Les premiers balbutiements des familles hippolytoises tentées par l’accueil de visiteurs comme pensionnaires ont demandé des adaptations qui ne se sont pas faites sans quiproquos. Qui n’a pas entendu le récit d’un oncle en visite qui a dévoré à lui seul la tarte que l’hôtesse avait cuisinée pour le dessert du repas, ou l’amie de la ville invitée et qui a réveillé toute la maisonnée à la recherche du pot de chambre, au milieu de la nuit. C’est souvent les enfants ou les adultes célibataires des familles qui ont fait le plus de concessions en acceptant, par exemple, de dormir l’été dans la grange ou de prendre leurs repas, assis sur la galerie afin de libérer la table unique pour les visiteurs.

 

Migrants estivaux occasionnels

On raconte que les premiers pensionnaires étaient des amis ou des connaissances des enfants qui travaillaient à la ville avec eux et qui étaient invités à venir passer des vacances à la campagne. Puis, ayant été bien reçus, ils revenaient sans eux auprès de ces familles comme pensionnaires, le temps d’un congé d’été. Cela était rassurant pour eux, pour elles, connaissant déjà l’accueil chaleureux de cette famille et le type de menus, parfois bien rudimentaires, mais qui leur rappelait celui de leur enfance, à la fois abondant, frais et naturel. De plus, souvent la pension demandée était minime pour les services qu’ils recevaient, car les familles agricultrices hippolytoises exigeaient peu ne voulant pas passer à côté d’une rentrée d’argent sonnant, rare au sein de leurs mini-sociétés de rang et de village où le troc était présent.

Maisons de pension

Lentement, plus sûr d’eux, on vit alors apparaître sur la galerie des maisons des affiches qui offraient chambres et pensions pour tous les voyageurs. Même que certains Hippolytois, animés d’un sens des affaires, n’hésitaient pas à investir dans des gazettes jérômiennes et montréalaises pour s’annoncer.
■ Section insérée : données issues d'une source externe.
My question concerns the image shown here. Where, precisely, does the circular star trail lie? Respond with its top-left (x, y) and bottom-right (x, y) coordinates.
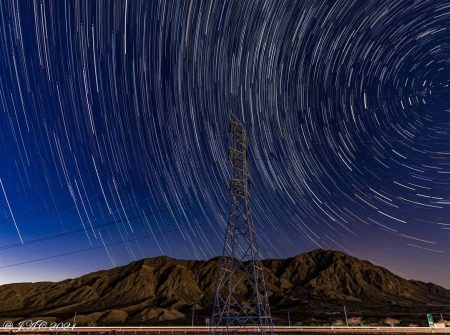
top-left (0, 0), bottom-right (450, 285)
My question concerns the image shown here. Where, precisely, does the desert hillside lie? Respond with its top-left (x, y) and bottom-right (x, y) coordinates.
top-left (0, 250), bottom-right (450, 325)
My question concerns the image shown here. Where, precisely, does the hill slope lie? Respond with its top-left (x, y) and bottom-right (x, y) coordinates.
top-left (0, 250), bottom-right (450, 325)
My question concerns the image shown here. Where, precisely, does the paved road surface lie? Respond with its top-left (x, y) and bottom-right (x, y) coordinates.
top-left (0, 326), bottom-right (450, 335)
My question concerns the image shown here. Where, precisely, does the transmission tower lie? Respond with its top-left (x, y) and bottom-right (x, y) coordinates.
top-left (210, 115), bottom-right (272, 335)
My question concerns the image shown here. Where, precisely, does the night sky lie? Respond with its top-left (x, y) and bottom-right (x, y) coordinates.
top-left (0, 0), bottom-right (450, 288)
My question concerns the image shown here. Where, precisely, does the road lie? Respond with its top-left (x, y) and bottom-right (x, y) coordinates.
top-left (0, 326), bottom-right (450, 334)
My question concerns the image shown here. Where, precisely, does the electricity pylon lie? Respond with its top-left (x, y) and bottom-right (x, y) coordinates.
top-left (209, 115), bottom-right (272, 335)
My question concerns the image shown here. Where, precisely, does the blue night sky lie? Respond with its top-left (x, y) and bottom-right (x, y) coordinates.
top-left (0, 0), bottom-right (450, 287)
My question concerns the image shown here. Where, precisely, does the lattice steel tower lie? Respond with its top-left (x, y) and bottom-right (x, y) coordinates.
top-left (210, 115), bottom-right (272, 335)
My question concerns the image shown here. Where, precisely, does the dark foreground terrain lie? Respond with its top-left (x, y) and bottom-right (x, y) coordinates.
top-left (0, 250), bottom-right (450, 326)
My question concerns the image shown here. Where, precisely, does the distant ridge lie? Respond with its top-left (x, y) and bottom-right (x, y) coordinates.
top-left (0, 249), bottom-right (450, 325)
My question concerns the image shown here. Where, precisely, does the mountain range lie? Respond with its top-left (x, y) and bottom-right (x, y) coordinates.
top-left (0, 249), bottom-right (450, 325)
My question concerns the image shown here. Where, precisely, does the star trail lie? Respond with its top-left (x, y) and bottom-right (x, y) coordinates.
top-left (0, 0), bottom-right (450, 287)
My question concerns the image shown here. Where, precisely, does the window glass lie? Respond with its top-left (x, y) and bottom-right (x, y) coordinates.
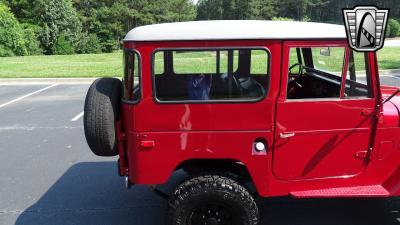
top-left (153, 49), bottom-right (269, 102)
top-left (154, 52), bottom-right (164, 74)
top-left (287, 47), bottom-right (345, 99)
top-left (345, 51), bottom-right (371, 97)
top-left (250, 50), bottom-right (268, 75)
top-left (123, 49), bottom-right (140, 101)
top-left (173, 51), bottom-right (217, 74)
top-left (312, 47), bottom-right (345, 76)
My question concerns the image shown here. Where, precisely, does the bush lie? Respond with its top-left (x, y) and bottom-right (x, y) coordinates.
top-left (386, 19), bottom-right (400, 37)
top-left (0, 3), bottom-right (27, 56)
top-left (102, 40), bottom-right (118, 53)
top-left (75, 33), bottom-right (101, 54)
top-left (52, 34), bottom-right (75, 55)
top-left (22, 23), bottom-right (43, 55)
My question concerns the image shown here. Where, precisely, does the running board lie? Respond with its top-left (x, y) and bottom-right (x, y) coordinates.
top-left (290, 185), bottom-right (390, 198)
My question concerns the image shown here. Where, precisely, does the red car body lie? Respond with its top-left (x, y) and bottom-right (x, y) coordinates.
top-left (117, 21), bottom-right (400, 197)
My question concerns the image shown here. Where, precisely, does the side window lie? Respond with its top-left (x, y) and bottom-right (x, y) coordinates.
top-left (153, 49), bottom-right (269, 102)
top-left (344, 51), bottom-right (372, 98)
top-left (122, 49), bottom-right (140, 102)
top-left (154, 52), bottom-right (165, 74)
top-left (287, 47), bottom-right (345, 99)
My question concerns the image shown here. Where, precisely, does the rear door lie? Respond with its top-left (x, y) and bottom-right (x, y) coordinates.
top-left (273, 42), bottom-right (375, 180)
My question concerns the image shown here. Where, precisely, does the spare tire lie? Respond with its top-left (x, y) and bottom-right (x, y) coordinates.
top-left (83, 78), bottom-right (122, 156)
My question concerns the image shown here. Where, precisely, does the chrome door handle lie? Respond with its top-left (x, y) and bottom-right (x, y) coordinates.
top-left (279, 133), bottom-right (295, 138)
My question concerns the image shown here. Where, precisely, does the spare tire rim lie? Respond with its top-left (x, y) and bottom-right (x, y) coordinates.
top-left (188, 203), bottom-right (237, 225)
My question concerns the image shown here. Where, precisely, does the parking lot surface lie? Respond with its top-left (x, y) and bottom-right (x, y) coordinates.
top-left (0, 75), bottom-right (400, 225)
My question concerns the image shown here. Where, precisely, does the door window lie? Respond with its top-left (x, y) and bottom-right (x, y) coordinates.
top-left (122, 49), bottom-right (140, 102)
top-left (287, 47), bottom-right (345, 99)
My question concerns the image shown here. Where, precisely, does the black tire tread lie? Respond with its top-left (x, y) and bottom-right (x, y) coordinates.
top-left (167, 174), bottom-right (259, 225)
top-left (84, 78), bottom-right (122, 156)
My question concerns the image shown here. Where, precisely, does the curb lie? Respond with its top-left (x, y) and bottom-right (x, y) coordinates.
top-left (0, 78), bottom-right (97, 85)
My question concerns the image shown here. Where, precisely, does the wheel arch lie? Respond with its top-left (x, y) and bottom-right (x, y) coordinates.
top-left (175, 159), bottom-right (258, 194)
De plus, afin d’attirer encore plus la clientèle, certaines pensions offraient même des taximens gratuits qui attendaient les voyageurs aux gares de Saint-Jérôme, Lesage ou Shawbridge, afin de leur assurer un transport.1

 

 

 

Villas et domaines

Parmi les familles bourgeoises jérômiennes et montréalaises plus fortunées, quelques-unes se sont fait construire d’immenses domaines boisés au bord des lacs. Pour cela, ils amenaient avec eux des ouvriers spécialisés pour réaliser leurs confortables et luxueuses villas. Plusieurs Hippolytois ont eu ainsi la chance d’être engagés dans leur chantier et très observateurs, ils ont appris les rudiments nouveaux pour eux, de ces métiers. Ainsi, à leur tour, ils sont devenus entrepreneurs et ont offert leurs services aux villégiateurs. Des servantes et des serviteurs accompagnaient aussi ces riches familles. Souvent pour les aider lors des grands ménages ou de grandioses réceptions, ils se faisaient aider des gens de la place qui ont développé auprès d’eux des talents de cuisinier et de restaurateur. Ces employés ont eu la chance de côtoyer dans ces villas des visiteurs célèbres. 2

 

Ils ont recherché et partagé

Ces migrants propriétaires de villas recherchaient l’air pur de la campagne, mais aussi le confort de la ville. Au contact de leurs serviteurs et ouvriers spécialisés, les Hippolytois ont appris et sont devenus à leur tour, entrepreneurs. Les filles ont développé l’art de la confection de plats et de techniques ménagères. Plusieurs ont appris l’anglais à leur contact. Ces migrants estivaux ont transformé l’économie de Saint-Hippolyte en une économie de services.

 

1 André Thibault, du lac des Quatorze-Îles rapporte que Jos St-Pierre, en 1924 et ses frères, Lionel et Marcel, demandaient entre 15 ¢ et 25 ¢ pour transporter des voyageurs de la gare de Shawbridge.

2 L’industriel Jean C. Lallemand a fait construire vers 1930 la Villa La Fougeraie où ont séjourné le chef d’orchestre Wilfrid Pelletier et d’autres grands mélomanes ainsi que l’écrivain français Antoine de Saint-Exupéry. Cette villa est devenue la très renommée Auberge des Cèdres, tenue pendant plus de 20 ans par Thérèse Durand (Duval), maître canardière.